Cigarette smuggling siphons off taxes that fund health care – solon

Tobacco workers. STORY: Cigarette smuggling siphons off taxes that fund health care – solon

Candon City is home to 1,500 tobacco farmers who depend on the crop for livelihood. (Photo by JEAN MANGALUZ / )

MANILA, Philippines — Cigarette smuggling causes the government to lose an estimated P30 billion to P60 billion to excise taxes, according to Ilocos Sur Second District Rep. Kristine Singson-Meehan, citing data from Albay Rep. Joey Salceda.

“With the smuggling, actually, we are losing more in the collection of tobacco taxes,” Singson-Meehan said in an interview with reporters on Saturday.

“The excise tax on cigarettes is P170 billion. So you have P150 billion of that going to healthcare, the universal healthcare program. That where it all goes,” Candon City Mayor Eric Singson said in Filipino,

According to the National Economic and Development Authority, taxation on tobacco and other similar products successfully raised revenue for the Universal Health Care program in 2022.

Candon City is home to 1,500 tobacco farmers who depend on the crop for livelihood. However, both the demand and production of tobacco have been on the decline, according to Singson.

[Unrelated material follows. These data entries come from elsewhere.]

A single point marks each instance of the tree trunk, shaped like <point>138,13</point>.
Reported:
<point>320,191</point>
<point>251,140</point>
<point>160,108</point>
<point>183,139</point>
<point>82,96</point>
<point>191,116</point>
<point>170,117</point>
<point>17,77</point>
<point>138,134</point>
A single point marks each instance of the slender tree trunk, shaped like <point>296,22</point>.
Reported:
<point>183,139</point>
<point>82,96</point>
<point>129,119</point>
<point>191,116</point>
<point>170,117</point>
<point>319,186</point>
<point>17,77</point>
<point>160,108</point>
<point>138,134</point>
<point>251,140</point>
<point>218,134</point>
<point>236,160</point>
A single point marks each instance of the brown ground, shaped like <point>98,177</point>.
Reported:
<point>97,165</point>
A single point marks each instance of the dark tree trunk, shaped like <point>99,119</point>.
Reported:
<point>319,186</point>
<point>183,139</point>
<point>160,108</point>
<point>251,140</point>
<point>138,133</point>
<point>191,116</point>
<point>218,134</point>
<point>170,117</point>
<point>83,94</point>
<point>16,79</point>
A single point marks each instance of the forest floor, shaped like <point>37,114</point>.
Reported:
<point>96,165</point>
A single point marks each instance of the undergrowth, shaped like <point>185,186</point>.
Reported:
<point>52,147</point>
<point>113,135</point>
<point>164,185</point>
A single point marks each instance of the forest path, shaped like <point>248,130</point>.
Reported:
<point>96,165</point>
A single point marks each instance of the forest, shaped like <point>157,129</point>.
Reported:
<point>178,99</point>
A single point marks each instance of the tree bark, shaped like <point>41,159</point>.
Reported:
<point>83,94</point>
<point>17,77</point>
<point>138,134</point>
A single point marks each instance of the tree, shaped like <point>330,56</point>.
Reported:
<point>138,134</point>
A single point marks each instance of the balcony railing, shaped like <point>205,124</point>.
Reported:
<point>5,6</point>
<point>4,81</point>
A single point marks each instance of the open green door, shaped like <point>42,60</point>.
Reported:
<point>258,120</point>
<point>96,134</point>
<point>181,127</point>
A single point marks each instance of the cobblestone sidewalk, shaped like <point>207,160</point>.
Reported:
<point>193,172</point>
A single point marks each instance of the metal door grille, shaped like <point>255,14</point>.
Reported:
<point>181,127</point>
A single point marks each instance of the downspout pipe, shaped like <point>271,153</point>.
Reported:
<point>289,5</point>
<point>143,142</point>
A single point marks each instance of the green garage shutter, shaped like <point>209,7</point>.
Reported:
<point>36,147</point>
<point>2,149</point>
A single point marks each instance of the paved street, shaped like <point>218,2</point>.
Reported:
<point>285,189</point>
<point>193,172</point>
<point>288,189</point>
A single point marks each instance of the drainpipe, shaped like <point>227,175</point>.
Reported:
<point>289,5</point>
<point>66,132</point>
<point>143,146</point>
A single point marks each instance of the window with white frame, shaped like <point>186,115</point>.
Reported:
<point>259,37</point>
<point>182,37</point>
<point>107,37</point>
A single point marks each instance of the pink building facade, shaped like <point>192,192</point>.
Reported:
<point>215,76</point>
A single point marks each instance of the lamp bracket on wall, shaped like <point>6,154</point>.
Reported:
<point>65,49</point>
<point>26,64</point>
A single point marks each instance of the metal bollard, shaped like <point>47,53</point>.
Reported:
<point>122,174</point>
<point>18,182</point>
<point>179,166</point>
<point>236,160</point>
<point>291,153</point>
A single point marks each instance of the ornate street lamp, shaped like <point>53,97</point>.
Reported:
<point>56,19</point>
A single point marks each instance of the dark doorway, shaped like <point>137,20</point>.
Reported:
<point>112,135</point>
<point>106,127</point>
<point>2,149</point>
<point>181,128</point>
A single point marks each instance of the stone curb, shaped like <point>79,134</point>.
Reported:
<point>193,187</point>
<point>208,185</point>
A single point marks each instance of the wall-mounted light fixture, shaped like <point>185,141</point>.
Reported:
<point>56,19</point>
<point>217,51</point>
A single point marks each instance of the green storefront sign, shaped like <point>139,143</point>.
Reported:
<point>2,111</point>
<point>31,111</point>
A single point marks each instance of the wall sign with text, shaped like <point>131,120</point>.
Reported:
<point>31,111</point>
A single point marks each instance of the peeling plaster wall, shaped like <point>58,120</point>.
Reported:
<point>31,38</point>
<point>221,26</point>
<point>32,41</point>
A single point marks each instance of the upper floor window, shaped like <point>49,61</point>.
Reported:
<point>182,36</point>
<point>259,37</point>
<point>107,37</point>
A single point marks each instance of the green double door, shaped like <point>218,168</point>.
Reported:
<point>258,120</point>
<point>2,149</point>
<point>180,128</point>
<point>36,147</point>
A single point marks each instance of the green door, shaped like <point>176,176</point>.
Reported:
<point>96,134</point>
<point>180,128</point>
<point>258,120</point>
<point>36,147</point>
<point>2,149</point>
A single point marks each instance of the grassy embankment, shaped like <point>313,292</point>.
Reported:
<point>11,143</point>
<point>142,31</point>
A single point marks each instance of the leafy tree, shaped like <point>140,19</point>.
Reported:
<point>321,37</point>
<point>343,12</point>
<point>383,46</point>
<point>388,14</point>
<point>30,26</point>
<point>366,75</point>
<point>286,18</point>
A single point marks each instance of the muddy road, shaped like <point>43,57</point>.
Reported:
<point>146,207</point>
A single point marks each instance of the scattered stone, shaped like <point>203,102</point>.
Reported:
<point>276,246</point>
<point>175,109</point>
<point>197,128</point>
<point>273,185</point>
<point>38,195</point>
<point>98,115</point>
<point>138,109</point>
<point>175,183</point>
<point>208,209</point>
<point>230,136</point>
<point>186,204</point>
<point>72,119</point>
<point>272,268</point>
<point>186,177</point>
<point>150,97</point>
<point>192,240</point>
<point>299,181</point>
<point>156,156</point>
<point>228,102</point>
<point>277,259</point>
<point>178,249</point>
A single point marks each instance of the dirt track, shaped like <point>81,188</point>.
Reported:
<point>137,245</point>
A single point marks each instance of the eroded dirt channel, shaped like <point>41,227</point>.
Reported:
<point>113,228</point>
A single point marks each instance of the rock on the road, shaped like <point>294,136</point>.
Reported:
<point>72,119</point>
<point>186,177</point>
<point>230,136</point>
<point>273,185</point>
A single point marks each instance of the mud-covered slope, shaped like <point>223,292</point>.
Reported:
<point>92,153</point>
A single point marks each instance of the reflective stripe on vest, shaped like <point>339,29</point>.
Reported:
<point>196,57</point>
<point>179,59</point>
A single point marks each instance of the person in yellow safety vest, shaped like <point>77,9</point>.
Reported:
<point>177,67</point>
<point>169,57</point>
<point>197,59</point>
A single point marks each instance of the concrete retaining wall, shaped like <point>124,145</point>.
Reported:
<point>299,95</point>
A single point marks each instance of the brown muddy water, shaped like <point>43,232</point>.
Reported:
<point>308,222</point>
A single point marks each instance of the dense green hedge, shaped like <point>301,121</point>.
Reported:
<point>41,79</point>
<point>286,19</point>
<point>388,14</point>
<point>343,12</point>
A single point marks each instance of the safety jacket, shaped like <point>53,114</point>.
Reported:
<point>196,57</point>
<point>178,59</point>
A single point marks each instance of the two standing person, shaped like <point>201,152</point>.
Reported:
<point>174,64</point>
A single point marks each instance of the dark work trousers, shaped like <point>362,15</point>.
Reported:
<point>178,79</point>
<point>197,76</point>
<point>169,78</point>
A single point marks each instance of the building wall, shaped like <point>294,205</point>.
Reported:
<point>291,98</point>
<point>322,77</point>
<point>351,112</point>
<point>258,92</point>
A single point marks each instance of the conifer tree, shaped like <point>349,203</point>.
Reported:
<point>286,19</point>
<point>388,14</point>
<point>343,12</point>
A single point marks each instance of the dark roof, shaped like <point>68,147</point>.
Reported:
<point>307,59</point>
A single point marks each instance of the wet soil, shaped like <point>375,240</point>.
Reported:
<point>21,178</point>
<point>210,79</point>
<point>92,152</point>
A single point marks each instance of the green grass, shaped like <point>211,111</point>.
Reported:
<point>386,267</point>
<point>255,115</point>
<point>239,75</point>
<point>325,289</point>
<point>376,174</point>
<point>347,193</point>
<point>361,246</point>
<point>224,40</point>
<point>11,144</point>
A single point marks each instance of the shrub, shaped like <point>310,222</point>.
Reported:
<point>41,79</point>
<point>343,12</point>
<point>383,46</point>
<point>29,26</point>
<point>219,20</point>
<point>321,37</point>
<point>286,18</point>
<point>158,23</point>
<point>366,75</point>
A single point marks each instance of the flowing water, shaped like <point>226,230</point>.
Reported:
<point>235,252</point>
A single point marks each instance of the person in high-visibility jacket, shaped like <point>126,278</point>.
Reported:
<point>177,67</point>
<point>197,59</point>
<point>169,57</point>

Singson said that there had been efforts to transition the farmers to producing other agricultural products, but they keep going back to tobacco for being a hig- value crop.

“They would agree at first: ‘Let us try.” Not all, but a few — but we have to compel them. But their profits were not what they used to be,” Singson said.

Tobacco farmers have been able to send their children to schools on their earnings, many of them graduating as professionals, added Singson.

Singson-Meehan has expressed support for House Bill 3917, filed by Ilocos Norte First District Rep. Ferdinand “Sandro” A. Marcos III, which proposes the inclusion of tobacco products in the  Anti-Agricultural Smuggling Act of 2016.

“Tobacco is one of the main industries too. It needs to be considered as a crop, right? Because there’s that question before that it was not defined. So with this bill, they are including tobacco as part of the agri commodities,” she said.

If passed, the bill would provide stiffer penalties for cigarette smugglers, including a fine twice the value of smuggled tobacco products and a prison term of 14 to 17 years.